The world of tax can seem scary and daunting, but once you have a good understanding of it, the problem will often seem much smaller and less of a mountain to climb. Whether you trade forex, crypto, or stocks and shares, understanding tax is vitally important.
Do You Need to Pay Tax on Online Investments?
In this article, we’ll look at what the laws are around paying tax on online investments in the UK, what you need to know about UK tax law in 2023, and what tips we have regarding online investment tax.
UK investment tax
The rules relating to tax in the UK are set by HM Revenue & Customs and are in place to ensure that everybody who is supposed to pay their taxes does so and pays the correct amount. This means that those who earn, regardless of how, have to pay some form of tax, and this includes online investors.
When it comes to tax, there are two key types that you need to be aware of if you want to stay on the correct side of the law: Capital Gains Tax and Income Tax. They might sound similar, but they’re actually quite different, and any online investor, whether a forex trader or stock investor, should understand how they differ.
Capital Gains Tax (CGT)
Capital Gains Tax is a tax that you pay on the profit that’s made when you sell an asset, such as an online investment or company share. It’s calculated using your income tax rate, and so if you land on the higher end of the scale, you’ll pay either 20% or 28% CGT on any profits over £12,570.
A footnote to this is that you’ll only have to pay 10% or 18% CGT if you’re on the lower rate. Most people will fall into this, but if you trade as a side hustle, this can become trickier to work out, showing why you might need to consult a tax advisor or accountant.

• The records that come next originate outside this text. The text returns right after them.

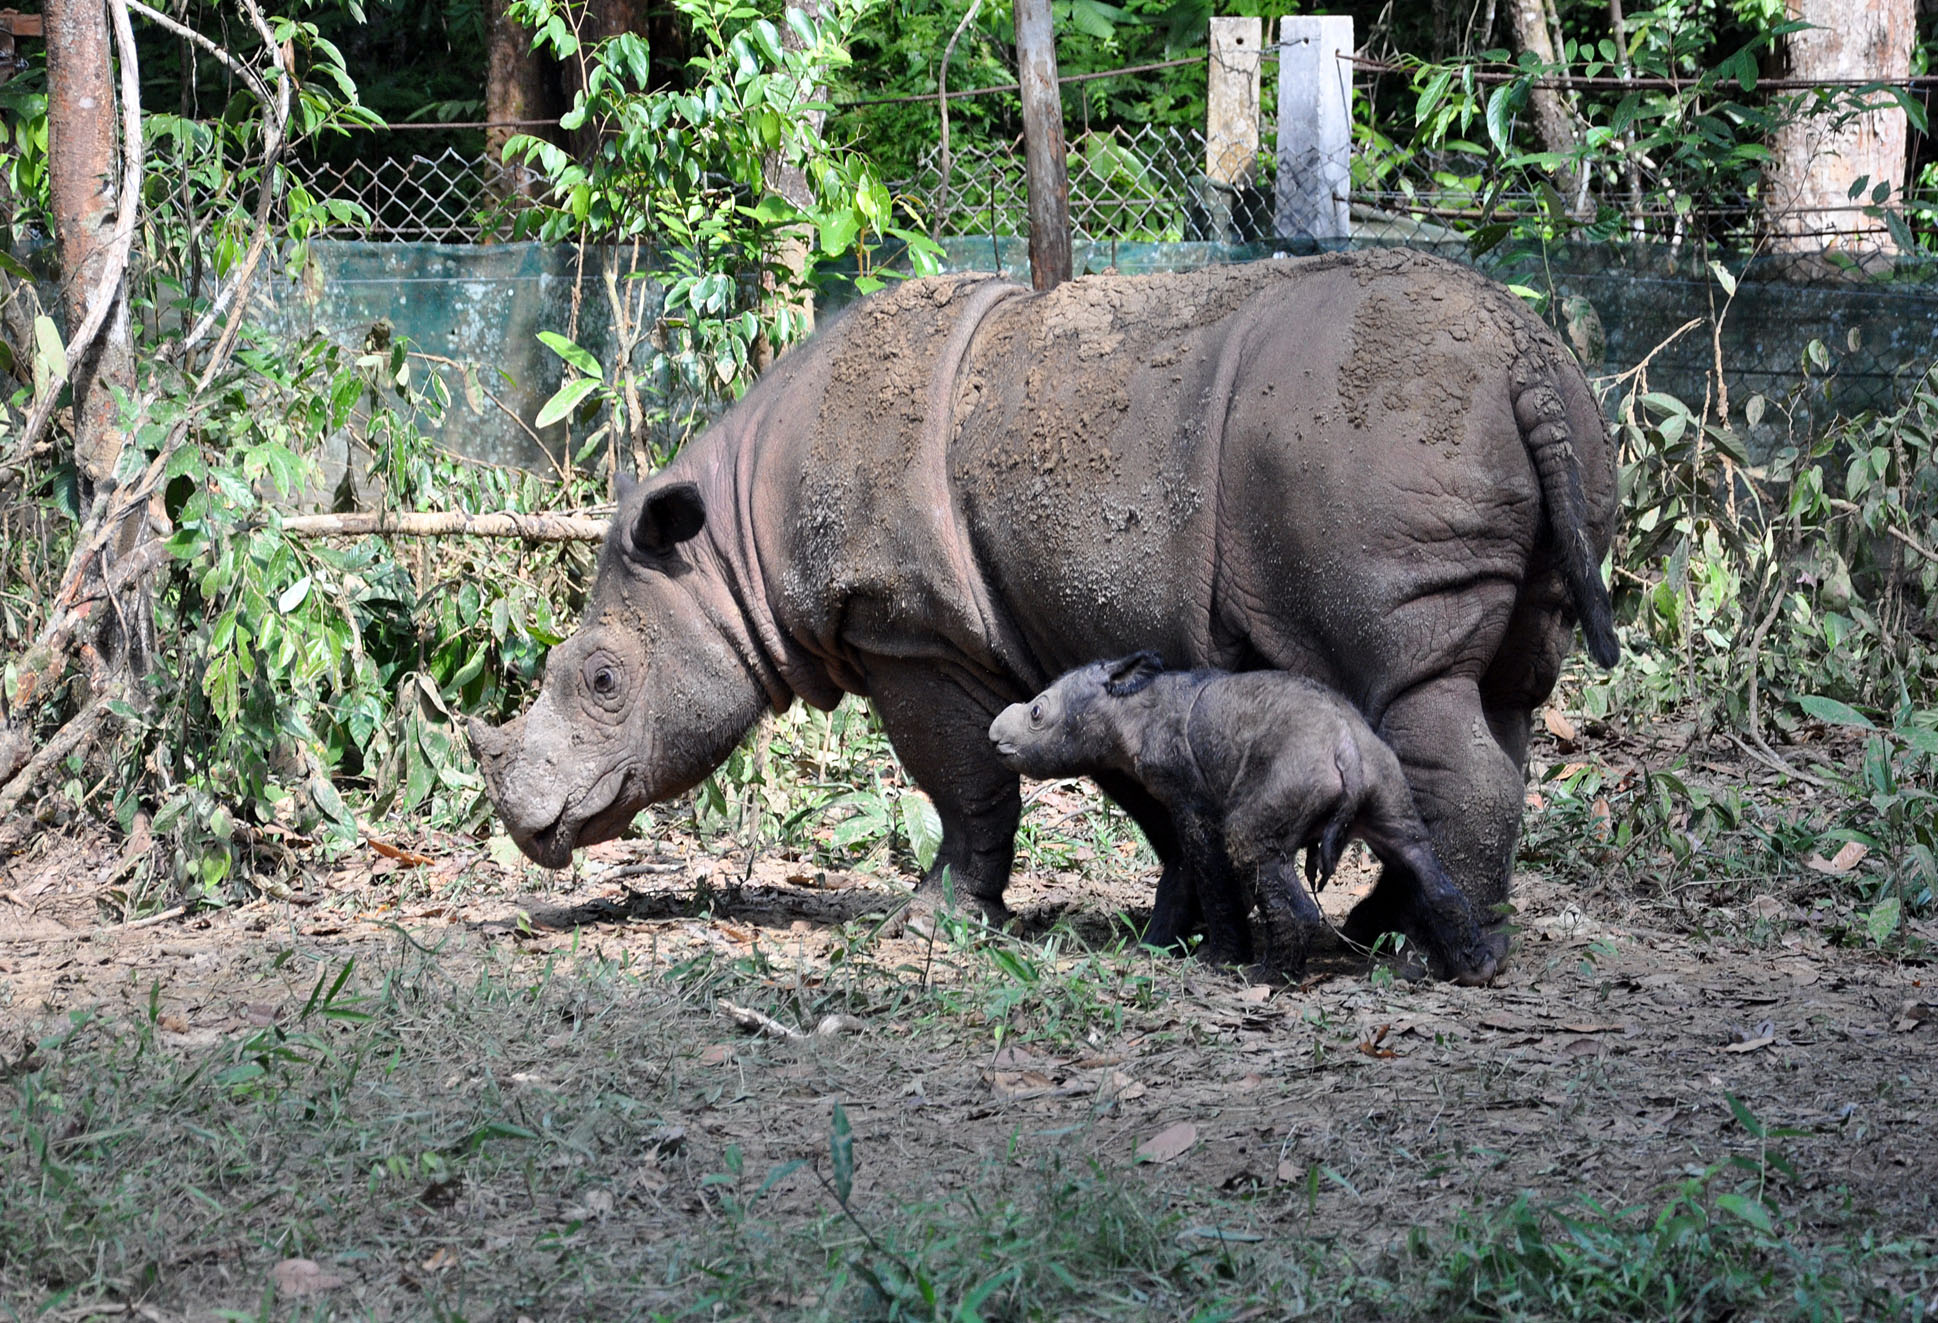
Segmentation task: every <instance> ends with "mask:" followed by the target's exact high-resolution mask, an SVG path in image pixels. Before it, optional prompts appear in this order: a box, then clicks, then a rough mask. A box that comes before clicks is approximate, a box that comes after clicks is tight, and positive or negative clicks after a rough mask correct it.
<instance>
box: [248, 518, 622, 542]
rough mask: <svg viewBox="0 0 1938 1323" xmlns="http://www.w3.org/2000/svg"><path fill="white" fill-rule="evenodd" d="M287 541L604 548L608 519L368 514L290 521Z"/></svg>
mask: <svg viewBox="0 0 1938 1323" xmlns="http://www.w3.org/2000/svg"><path fill="white" fill-rule="evenodd" d="M283 533H285V535H287V537H368V535H378V537H517V538H525V540H527V542H603V540H605V535H607V523H605V521H603V519H574V517H572V515H521V513H512V511H498V513H488V515H467V513H463V511H436V513H413V511H364V513H347V515H285V517H283Z"/></svg>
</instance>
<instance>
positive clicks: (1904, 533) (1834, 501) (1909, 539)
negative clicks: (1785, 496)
mask: <svg viewBox="0 0 1938 1323" xmlns="http://www.w3.org/2000/svg"><path fill="white" fill-rule="evenodd" d="M1829 508H1831V509H1835V511H1839V513H1845V515H1862V513H1864V509H1862V508H1860V506H1857V504H1855V502H1847V500H1839V498H1835V496H1831V498H1829ZM1884 531H1886V533H1888V535H1891V537H1895V538H1897V540H1899V542H1903V544H1905V546H1909V548H1911V550H1915V552H1917V554H1919V556H1922V558H1924V560H1928V562H1932V564H1938V552H1934V550H1932V548H1928V546H1924V542H1921V540H1917V538H1915V537H1911V535H1909V533H1905V531H1903V529H1899V527H1897V525H1895V523H1888V525H1884Z"/></svg>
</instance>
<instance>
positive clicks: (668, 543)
mask: <svg viewBox="0 0 1938 1323" xmlns="http://www.w3.org/2000/svg"><path fill="white" fill-rule="evenodd" d="M703 527H707V508H705V504H703V502H702V500H700V488H698V486H694V484H692V482H674V484H672V486H663V488H659V490H657V492H651V494H649V496H647V498H645V504H643V506H640V519H638V523H634V525H632V546H634V550H636V552H641V554H647V556H663V554H667V552H671V550H672V548H674V546H678V544H680V542H684V540H688V538H690V537H694V535H696V533H700V529H703Z"/></svg>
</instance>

Income tax is easier to work out and is the most common form of taxation for individuals, paying tax on your income that comes from employment or investments. In relation to investments, you’ll pay a minimum of 7.5% Income Tax on the dividends of your investments if they earn you more than £12,570, though this can increase.
UK tax in 2023
The state of the UK tax world may be set to change now we’ve had another change in government, but as things presently stand, there shouldn’t be any further major changes to the current tax structure. That being said, Rishi Sunak is a free-market capitalist with a history in financial management and so it shouldn’t come as a huge surprise to see taxes rise in the UK.
Tax is a fast-moving world, and with the country going through a period of intense hardship and regressing growth, tax increases to fund spending elsewhere could yet be on the cards. This highlights just how important it is to either follow the news yourself or pay for an accountant.
Tips for online investment tax
Here are some tips to help you make sure you’re paying the right amount of tax on your online investments:
1. Make use of your annual exemption
When it comes to tax in the UK, you may be entitled to an exemption based on your overall income, though this will be dependent on whether or not your trading is a full-time role. Regardless, you won’t pay a penny of tax on the first £12,570 that you earn, regardless of whether it’s via PAYE or sole trader investments.
2. Consider tax-efficient investments
Some investments are better than others when it comes to the amount of tax you’ll end up paying, so being aware of other options is key. An Individual Savings Account, or ISA, is a great way to make money on interest without you having to pay capital gains tax on the interest that you gain.
3. Use losses to reduce your tax bill
When you make a loss on a business investment, you can use this to offset any potential gain that you might make in the future. Not only will this balance out your bank balance, but it’ll also reduce the final tax bill that you’ll pay on your profits.
4. Keep good records
Keeping good records of your online investments is important for two reasons: firstly, it will help you calculate your CGT bill correctly; and secondly, it will help HMRC if they need to investigate your tax affairs at a later date.
The best thing you can do to keep your tax bill low is to keep a good record of your trades, as this will help ensure that when it comes to filing your taxes, you don’t miss anything. This helps to ensure that if HMRC does come knocking, you won’t have any surprises in the form of investigations or fines.
A good way to do this is to keep a spreadsheet that details all of your trades, including the dates and what returns they generated. This will be helpful when it comes to filing your end-of-year balance, as well as what you need to be paying to HMRC when the new tax year rolls around. It pays to be organised.
5. Seek professional advice
Tax can be scary; there’s no doubt about that, and if it’s something that you don’t think you can handle on your own, it might be a good idea to enlist the help of a third party. Many full-time traders have accountants that specialise in investment taxation and can give you specialist advice and guidance.